Written by: Heather Beyer
Billboard chart-topping country singer Bo Bice jammed out for UA students Wednesday at the Rock the Roo lunchtime concert series at E.J. Thomas Hall.
Bice was runner-up to Carrie Underwood in the 2005 American Idol competition.
When senior theatre arts major DeAnna D’Egidio heard that Bice was playing on campus, she rushed over to the concert from class.
“I like his style. I am a country person,” D’Egidio said. “I love Bo Bice.”
More than 1,200 students attended the lunchtime concert that was held outside, on the E.J. plaza.
“It was a huge success,” said Beth Lynch, press and promotions coordinator for E.J. Thomas Hall. “This is what we hope for. We like to see the students smiling.”
Bice entertained students with songs from his latest album, 3, and seemed to really engage the audience.
“Everyone loved Bo Bice and Bo seemed to love everyone right back,” junior Emily Sherwood said. “His ‘Alabama boy’ charm, down-to-earth nature, and amazing voice were a huge draw.”
Sherwood is the president of the Residence Hall Programming Board. She’s the one in charge of making sure that all of the 9:09, 7:17, and Rock the Roo events go smoothly. She was very pleased with the concert’s success.
Bice’s words of wisdom really seemed to hit home for some students.
“I liked him as a person, and I will remember the things that he said,” freshman Lauren Schirle said.
In an interview following the concert, Bice said, “I don’t ever preach to people or at them.

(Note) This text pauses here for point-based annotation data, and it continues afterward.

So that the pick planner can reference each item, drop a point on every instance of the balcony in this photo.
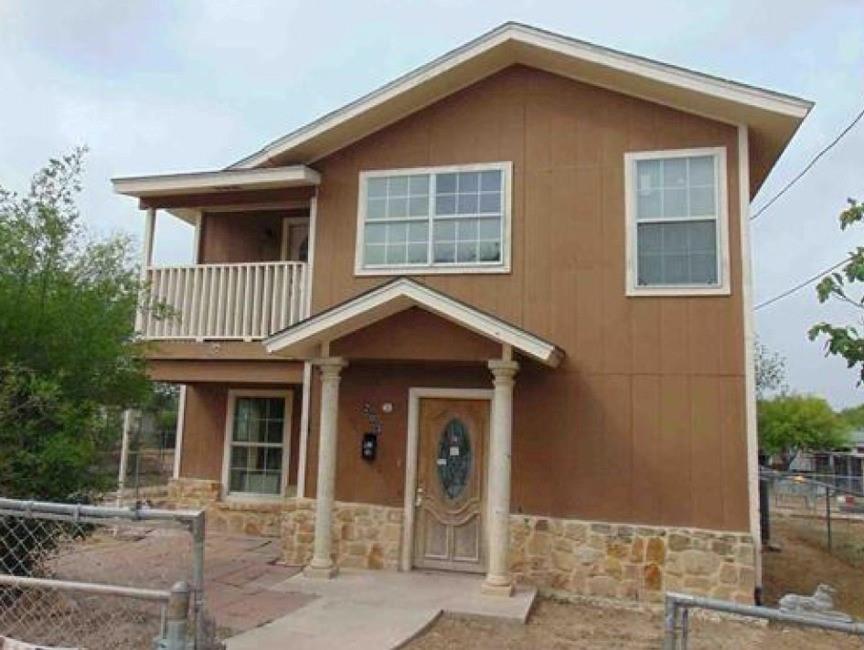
(246, 301)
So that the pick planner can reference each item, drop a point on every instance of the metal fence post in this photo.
(198, 533)
(176, 617)
(828, 516)
(670, 623)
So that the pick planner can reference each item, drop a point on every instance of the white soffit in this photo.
(217, 181)
(773, 116)
(304, 338)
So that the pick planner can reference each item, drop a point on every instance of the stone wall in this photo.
(193, 493)
(630, 562)
(247, 518)
(364, 536)
(558, 555)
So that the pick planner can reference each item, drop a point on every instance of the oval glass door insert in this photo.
(454, 458)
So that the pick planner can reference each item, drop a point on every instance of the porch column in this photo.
(498, 580)
(322, 565)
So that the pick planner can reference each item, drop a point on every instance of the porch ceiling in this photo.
(304, 339)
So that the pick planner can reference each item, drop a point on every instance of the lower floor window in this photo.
(257, 449)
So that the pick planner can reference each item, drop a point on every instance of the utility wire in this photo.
(809, 166)
(800, 285)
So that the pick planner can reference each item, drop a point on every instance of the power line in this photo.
(800, 285)
(809, 166)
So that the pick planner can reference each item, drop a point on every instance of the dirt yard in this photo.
(799, 567)
(803, 562)
(569, 625)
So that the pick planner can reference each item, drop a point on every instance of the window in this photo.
(676, 221)
(256, 448)
(446, 219)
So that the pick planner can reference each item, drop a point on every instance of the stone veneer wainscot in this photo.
(558, 555)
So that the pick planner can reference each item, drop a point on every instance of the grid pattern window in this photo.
(257, 445)
(441, 218)
(677, 206)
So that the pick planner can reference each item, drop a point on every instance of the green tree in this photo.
(68, 353)
(770, 371)
(854, 417)
(845, 340)
(792, 423)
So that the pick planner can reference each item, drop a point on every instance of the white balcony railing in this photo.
(224, 301)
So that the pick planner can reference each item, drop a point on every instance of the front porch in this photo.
(456, 488)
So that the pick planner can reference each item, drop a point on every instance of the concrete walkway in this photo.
(376, 610)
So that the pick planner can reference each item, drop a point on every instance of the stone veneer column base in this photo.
(504, 591)
(365, 536)
(320, 573)
(557, 555)
(631, 562)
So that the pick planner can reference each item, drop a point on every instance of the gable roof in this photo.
(772, 117)
(304, 338)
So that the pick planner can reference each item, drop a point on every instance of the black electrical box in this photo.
(369, 446)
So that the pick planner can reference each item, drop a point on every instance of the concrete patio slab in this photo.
(376, 610)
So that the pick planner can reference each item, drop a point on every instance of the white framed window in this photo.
(677, 222)
(257, 443)
(452, 219)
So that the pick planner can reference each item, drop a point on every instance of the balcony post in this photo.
(146, 260)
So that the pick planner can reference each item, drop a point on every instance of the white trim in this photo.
(516, 42)
(233, 394)
(723, 287)
(406, 559)
(218, 181)
(400, 294)
(196, 240)
(749, 342)
(310, 257)
(178, 435)
(302, 452)
(431, 268)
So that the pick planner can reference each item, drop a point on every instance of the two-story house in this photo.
(495, 316)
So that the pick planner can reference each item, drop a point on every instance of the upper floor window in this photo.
(437, 220)
(677, 222)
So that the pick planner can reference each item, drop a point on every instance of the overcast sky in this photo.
(156, 87)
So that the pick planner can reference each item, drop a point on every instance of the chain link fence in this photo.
(826, 509)
(99, 578)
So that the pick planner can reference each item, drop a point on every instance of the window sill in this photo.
(680, 292)
(252, 499)
(433, 270)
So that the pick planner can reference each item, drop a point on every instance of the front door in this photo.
(450, 484)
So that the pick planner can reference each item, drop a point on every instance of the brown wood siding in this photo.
(229, 237)
(412, 335)
(224, 371)
(204, 431)
(644, 420)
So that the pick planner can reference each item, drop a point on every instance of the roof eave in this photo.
(395, 296)
(516, 42)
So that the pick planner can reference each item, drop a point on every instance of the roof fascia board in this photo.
(666, 73)
(204, 181)
(430, 299)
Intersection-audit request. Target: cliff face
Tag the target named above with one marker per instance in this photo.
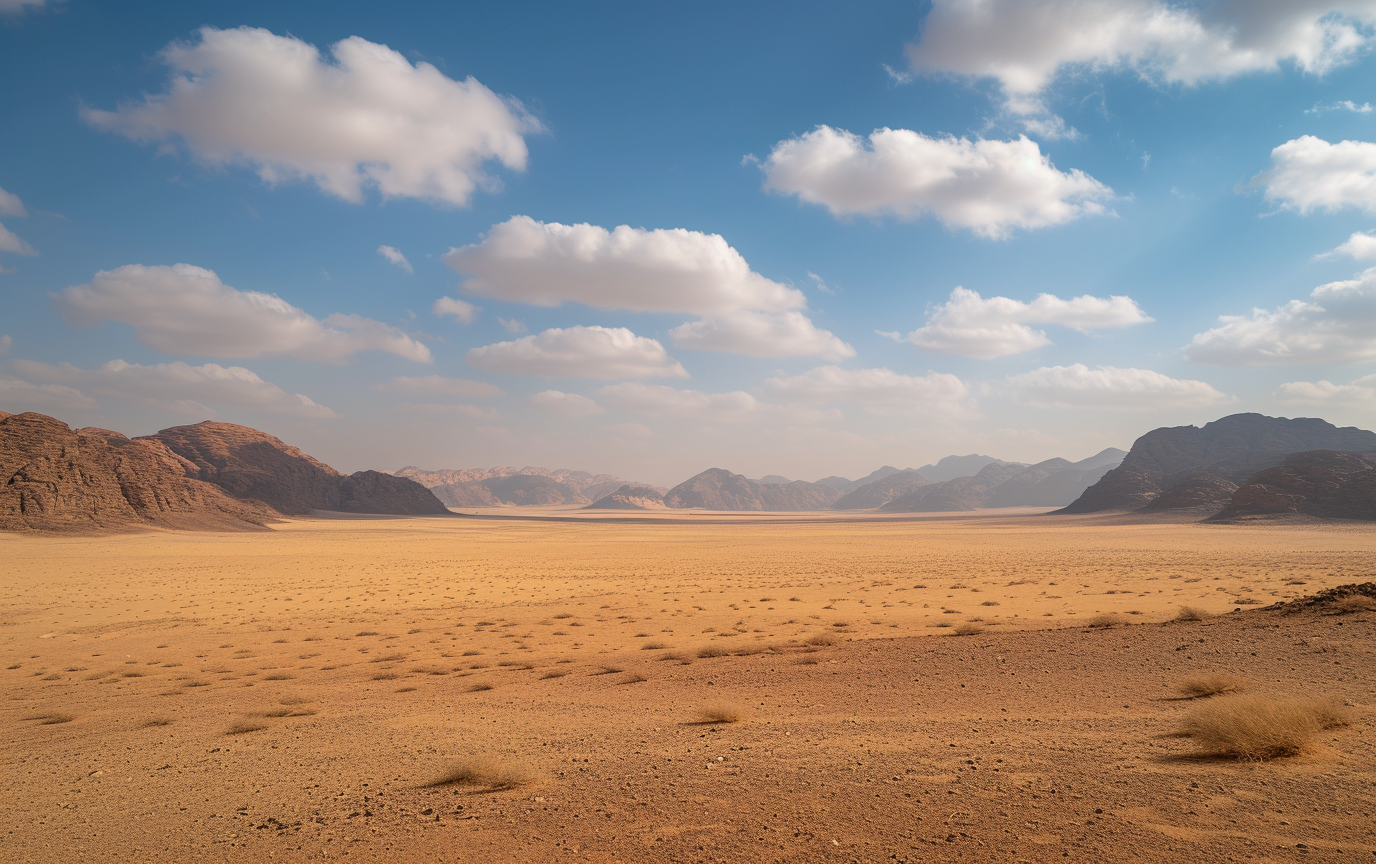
(1321, 483)
(717, 489)
(58, 479)
(1232, 449)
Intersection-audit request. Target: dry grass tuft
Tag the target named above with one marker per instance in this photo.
(1261, 728)
(1212, 684)
(487, 772)
(720, 713)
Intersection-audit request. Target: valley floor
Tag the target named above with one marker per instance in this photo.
(291, 695)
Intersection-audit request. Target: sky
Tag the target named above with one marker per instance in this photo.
(796, 238)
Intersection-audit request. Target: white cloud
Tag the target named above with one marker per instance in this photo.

I just lend the testimony of what has been done in my life as an example, and then let people make their own choices.”
Bice said that he is blessed with the opportunity to play music and recalled the advice he gave students at the concert.
“The Lord has blessed me with the opportunity to be out on the road for 20 years now,” Bice said. “It’s the things I mention around that, the things that I grew up on, that have kept me out here this long.”
One word of advice he wanted to give students is to treat people like they want to be treated, but without expecting something in return.
“A lot of people like to treat people the way the want to be treated, but they expect something in return — it’s always hanging there at the end,” Bice said. “Don’t expect it back, because you will end up disappointed in some way. Just love people unconditionally, and be true to them. Give the best of what you got. You are going to get that in return.”
Bice said that he had an experience after the concert that really touched him.
He said that he sat out for few minutes after the performance and talked with a young lady who had attended the concert.
She told Bice that she didn’t know why, but some of the things he said had touched her, and that she wanted him to know before he left that he had inspired her to do something different in her life.
“Those kind of things — I don’t take those lightly,” Bice said. “I told that young lady when she was walking away, ‘You know what? I will never forget that you came up and said that to me today,’ and I won’t. I mean that wholeheartedly. Because it’s those small things in life.”
Moments like that solidify Bice’s reasons for being a musician.
“When a group of people are standing there giving you admiration and loving you to death and telling you that you are the best,” he said, “man, it feels great. But there is also nothing like one person coming up and saying that you changed their life in some way.”